Rincari importanti in casa di riposo, per i costi insostenibili
Prima il Covid, poi il caro energia. Le case di riposo sono sempre più in difficoltà. L'unico rimedio, per ora, è aumentare le rette...

Si sono inventate di tutto per resistere alla grave situazione economica legata al caro energia. Già il Covid era stato un colpo al cuore per le case di riposo, con il carico di lavoro aumentato e gravato tutto sul personale interno, senza poter contare sul neppur minimo aiuto da parte dei famigliari. Oltre alla cura degli ospiti, si è dovuto pensare a tenere le relazioni con i familiari all’esterno, c’erano da organizzare le videochiamate settimanali, curare il pasto che invece qualche volta veniva seguito dai familiari, le inservienti e gli infermieri hanno dovuto farsi carico anche della compagnia e del sostegno psicologico degli ospiti. Superlavoro per i pochissimi psicologi che sono disponibili dentro le rsa.

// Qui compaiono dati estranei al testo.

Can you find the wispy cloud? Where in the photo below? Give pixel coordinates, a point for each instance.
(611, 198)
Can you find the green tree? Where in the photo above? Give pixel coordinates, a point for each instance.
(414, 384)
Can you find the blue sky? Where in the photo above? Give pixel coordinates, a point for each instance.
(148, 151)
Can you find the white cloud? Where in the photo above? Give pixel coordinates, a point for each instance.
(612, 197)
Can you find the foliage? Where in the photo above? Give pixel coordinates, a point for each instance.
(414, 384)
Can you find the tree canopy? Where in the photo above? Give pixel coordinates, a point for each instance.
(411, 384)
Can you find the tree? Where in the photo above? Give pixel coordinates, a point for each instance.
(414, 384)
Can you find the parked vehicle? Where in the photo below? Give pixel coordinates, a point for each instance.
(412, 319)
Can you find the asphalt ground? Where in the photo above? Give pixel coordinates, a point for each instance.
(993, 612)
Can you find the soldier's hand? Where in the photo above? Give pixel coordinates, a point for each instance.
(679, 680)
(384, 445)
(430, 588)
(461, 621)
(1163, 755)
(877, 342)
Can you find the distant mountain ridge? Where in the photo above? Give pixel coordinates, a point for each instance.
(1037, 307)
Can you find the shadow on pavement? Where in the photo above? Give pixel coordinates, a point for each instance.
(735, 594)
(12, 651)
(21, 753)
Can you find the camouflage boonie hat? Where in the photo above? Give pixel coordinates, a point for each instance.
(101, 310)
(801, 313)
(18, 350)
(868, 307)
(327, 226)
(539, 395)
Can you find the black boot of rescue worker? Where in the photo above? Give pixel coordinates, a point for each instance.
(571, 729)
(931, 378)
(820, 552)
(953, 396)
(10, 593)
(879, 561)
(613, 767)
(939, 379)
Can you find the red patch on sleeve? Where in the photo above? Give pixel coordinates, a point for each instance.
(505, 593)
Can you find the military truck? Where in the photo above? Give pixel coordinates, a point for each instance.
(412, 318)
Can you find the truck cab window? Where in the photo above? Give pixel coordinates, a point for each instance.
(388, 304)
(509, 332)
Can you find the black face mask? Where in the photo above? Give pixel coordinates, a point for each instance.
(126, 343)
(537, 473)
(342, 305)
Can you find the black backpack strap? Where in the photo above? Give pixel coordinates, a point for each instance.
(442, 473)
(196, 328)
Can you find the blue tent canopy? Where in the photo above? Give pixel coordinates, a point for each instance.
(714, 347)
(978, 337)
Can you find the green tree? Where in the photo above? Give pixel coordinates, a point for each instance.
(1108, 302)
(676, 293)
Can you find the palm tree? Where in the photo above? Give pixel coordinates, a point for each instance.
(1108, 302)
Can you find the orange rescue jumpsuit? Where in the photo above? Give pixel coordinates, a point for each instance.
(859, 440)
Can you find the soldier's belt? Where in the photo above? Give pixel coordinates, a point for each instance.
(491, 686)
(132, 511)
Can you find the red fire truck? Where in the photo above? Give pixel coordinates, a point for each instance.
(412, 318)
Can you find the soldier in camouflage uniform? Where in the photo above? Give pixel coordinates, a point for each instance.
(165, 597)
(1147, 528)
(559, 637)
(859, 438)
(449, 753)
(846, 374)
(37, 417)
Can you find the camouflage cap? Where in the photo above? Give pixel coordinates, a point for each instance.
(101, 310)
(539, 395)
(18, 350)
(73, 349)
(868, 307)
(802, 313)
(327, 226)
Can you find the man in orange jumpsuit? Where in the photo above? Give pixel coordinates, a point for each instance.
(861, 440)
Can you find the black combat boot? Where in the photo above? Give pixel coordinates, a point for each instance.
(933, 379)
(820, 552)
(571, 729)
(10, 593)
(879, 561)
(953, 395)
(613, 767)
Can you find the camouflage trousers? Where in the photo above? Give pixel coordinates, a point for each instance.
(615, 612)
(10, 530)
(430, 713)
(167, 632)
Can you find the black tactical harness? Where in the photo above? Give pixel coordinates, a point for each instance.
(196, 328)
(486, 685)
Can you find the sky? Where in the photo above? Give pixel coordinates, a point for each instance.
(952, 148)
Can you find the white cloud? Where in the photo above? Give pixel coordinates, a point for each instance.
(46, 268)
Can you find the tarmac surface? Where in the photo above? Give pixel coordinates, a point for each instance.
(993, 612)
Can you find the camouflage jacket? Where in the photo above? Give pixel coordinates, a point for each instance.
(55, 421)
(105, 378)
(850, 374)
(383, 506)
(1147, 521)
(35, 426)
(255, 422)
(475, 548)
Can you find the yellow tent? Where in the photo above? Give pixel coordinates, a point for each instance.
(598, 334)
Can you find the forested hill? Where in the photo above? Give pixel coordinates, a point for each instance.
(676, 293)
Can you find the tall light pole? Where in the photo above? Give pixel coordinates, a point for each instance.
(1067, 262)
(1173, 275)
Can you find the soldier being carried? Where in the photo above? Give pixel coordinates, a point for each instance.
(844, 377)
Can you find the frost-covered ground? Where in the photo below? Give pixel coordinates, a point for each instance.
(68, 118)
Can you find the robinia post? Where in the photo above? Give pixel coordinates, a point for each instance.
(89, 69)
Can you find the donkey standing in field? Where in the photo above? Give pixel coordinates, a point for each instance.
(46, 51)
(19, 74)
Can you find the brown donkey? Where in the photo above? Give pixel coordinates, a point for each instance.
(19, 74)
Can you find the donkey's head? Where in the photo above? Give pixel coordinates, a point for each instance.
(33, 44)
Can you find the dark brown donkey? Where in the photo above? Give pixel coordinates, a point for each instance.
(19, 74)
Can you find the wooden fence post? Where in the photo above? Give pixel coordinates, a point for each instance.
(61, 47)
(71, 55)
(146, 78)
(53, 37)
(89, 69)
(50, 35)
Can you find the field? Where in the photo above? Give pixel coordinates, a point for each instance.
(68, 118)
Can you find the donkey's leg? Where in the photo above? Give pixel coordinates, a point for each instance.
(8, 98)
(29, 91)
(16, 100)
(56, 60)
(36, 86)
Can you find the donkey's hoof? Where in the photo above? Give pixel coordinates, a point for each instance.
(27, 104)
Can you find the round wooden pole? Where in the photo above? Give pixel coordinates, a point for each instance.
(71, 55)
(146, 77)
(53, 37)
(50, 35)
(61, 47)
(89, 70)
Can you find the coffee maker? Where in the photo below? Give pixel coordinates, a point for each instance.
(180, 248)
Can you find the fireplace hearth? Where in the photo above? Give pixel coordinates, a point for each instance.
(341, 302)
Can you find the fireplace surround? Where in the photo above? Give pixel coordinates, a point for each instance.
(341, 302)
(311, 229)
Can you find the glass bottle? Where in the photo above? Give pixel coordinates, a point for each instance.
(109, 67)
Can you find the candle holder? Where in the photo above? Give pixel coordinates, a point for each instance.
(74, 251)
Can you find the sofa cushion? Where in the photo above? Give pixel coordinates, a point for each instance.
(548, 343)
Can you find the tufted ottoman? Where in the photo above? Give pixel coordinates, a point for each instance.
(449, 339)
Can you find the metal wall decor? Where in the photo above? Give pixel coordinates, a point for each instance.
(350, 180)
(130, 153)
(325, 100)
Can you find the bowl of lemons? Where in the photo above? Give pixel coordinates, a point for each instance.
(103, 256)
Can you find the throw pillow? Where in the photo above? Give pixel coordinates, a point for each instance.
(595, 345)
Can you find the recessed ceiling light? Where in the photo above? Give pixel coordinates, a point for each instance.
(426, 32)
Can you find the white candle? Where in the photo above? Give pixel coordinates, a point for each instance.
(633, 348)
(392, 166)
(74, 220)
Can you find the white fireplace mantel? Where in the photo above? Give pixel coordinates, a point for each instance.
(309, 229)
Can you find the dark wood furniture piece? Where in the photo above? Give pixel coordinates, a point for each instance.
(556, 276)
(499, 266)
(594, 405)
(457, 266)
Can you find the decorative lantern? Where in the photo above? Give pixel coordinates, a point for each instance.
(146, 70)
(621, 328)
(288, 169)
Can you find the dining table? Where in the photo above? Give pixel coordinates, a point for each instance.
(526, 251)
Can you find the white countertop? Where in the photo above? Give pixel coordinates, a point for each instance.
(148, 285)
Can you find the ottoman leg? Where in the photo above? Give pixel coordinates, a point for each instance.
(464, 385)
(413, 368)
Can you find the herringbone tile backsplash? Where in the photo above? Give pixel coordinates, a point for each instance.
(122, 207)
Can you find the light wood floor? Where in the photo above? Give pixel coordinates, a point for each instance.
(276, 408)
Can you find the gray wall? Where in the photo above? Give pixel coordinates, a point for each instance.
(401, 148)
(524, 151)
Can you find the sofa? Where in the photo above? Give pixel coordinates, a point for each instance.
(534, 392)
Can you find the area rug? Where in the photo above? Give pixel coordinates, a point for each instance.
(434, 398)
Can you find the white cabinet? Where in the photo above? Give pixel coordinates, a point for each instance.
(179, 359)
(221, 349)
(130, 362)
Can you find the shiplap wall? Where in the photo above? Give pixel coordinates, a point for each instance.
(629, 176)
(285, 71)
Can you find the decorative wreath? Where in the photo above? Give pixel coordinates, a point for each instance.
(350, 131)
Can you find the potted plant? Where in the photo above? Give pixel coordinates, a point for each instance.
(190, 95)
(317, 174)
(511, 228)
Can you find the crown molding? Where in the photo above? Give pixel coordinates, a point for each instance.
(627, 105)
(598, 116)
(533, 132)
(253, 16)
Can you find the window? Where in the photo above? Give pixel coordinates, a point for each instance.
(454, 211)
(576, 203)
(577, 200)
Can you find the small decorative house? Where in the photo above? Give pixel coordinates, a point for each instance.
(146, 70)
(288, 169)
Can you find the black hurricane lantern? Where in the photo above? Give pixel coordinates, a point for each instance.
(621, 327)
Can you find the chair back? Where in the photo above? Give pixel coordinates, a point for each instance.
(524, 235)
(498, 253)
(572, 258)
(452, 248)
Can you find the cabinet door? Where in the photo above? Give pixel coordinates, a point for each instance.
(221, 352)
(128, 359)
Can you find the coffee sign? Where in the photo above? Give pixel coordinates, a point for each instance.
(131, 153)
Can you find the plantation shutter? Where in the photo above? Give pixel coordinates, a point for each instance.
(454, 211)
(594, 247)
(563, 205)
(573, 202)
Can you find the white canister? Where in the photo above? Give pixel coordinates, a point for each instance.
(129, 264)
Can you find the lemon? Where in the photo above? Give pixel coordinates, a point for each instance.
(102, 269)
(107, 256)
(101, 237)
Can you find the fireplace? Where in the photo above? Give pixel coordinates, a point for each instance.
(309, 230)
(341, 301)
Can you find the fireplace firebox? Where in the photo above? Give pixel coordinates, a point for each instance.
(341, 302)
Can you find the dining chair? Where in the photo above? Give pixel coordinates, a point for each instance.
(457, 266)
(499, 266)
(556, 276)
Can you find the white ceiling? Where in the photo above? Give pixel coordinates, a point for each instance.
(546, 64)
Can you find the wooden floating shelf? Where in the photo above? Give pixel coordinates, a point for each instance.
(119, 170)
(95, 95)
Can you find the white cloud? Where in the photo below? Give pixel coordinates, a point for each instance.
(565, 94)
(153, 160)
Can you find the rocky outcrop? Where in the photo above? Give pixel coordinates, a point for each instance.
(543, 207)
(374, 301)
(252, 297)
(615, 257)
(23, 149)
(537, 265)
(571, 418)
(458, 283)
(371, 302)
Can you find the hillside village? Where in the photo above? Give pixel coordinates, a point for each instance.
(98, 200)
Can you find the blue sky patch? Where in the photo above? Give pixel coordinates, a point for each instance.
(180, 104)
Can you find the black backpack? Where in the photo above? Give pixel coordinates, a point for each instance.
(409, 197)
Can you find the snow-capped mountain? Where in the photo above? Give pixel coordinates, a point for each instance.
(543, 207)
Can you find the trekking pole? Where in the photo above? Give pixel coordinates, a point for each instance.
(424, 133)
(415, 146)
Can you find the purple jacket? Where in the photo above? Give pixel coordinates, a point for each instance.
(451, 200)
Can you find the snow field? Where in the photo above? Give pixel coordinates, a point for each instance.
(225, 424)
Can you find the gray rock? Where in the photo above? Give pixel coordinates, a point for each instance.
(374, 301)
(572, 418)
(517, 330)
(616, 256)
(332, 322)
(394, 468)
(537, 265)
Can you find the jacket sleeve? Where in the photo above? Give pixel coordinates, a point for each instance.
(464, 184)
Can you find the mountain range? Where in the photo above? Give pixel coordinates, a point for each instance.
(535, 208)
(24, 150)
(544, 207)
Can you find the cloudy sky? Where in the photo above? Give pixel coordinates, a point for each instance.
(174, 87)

Poi, la mazzata del caro energetico e la conseguente inflazione. Quando la bolletta dell’energia elettrica è schizzata in alto, qualche direttore ha pensato di utilizzare dei generatori a gasolio per produrre energia. Poi è aumentato anche il gasolio, e con esso le spese di riscaldamento che per le Case di riposo sono consistenti: bisogna climatizzare 24 ore su 24. La Regione Veneto si è inventata un piccolo escamotage: 11 milioni di euro in energia gratuita fornita dai 29 concessionari della Regione; gran parte di queste risorse (7,8 milioni) è andata nella provincia di Belluno, dove il clima è più rigido.
Per non parlare delle spese alimentari: dopo aver esaurito le scorte acquistate ai vecchi prezzi si è dovuto far fronte all’aumento della pasta, del pane, delle verdure. Qualche donazione, utilizzo di prodotti di qualità ma disponibili con un precisa scontistica. Tutti palliativi e alla fine l’aumento vertiginoso dei costi si è dovuto scaricare sulle rette degli ospiti.
In Italia, l’aumento è stato dai 3 ai 14 euro al giorno. Aumento solo in parte compensato dal ritocco delle pensioni; così, è aumentata la quota a carico delle famiglie degli anziani, che hanno dovuto integrare con le proprie risorse. Su queste si è dunque abbattuto un doppio aumento: quello in casa della propria bolletta energetica e dell’inflazione, e quello dei costi della casa di riposo. A loro ha pensato la Regione Piemonte che ha messo a bando un bonus di 600 euro mensili per pagare le rsa, quando il reddito Isee era inferiore ai 50 mila euro annui. Lo Stato ha, da parte sua, garantito un contributo per il riscaldamento nel 2022 di circa 5 milioni per le Ipab e di 50 milioni per le altre case di riposo. Forse era possibile fare qualcosa di più nel Veneto, ma la proposta dell’addizionale Irpef fatta dal governatore, Luca Zaia, si è arenata di fronte all’opposizione delle aziende. Con quei soldi forse si potevano sostenere meglio le rsa. Così, l’intervento principe in Veneto è risultato la riduzione dell’Irap per le rsa dal 8,5 al 3,9.
Il panorama è fosco, in primavera cominceranno a venire al pettine i nodi dei bilanci e qualche rsa potrà andare in crisi. Alcune hanno chiuso dei nuclei, per mancanza di personale, riducendo sensibilmente le entrate. Questo è un altro elemento di inquietudine. Tutto questo mentre l’Istat fotografa la popolazione italiana e si scopre che rispetto al 1861, anno della nascita dell’Italia unita, la popolazione ultrasessantacinquenne è passata dal 4,2 al 23,8 per cento. Di fatto, un quarto dei 59 milioni, che costituiscono la popolazione italiana, è in età di pensione. L’allungamento della vita e la contrazione della natalità hanno determinato l’aumento del numero di anziani e la riduzione di quello dei giovani. I flussi migratori non hanno sufficientemente contrastato la diminuzione della popolazione. In questo contesto di generale invecchiamento è ancora possibile trascurare il tema delle rsa e degli anziani non autosufficienti? Lo sviluppo sostenibile, di cui tanto si parla oggi, passa anche attraverso la risposta a questo interrogativo.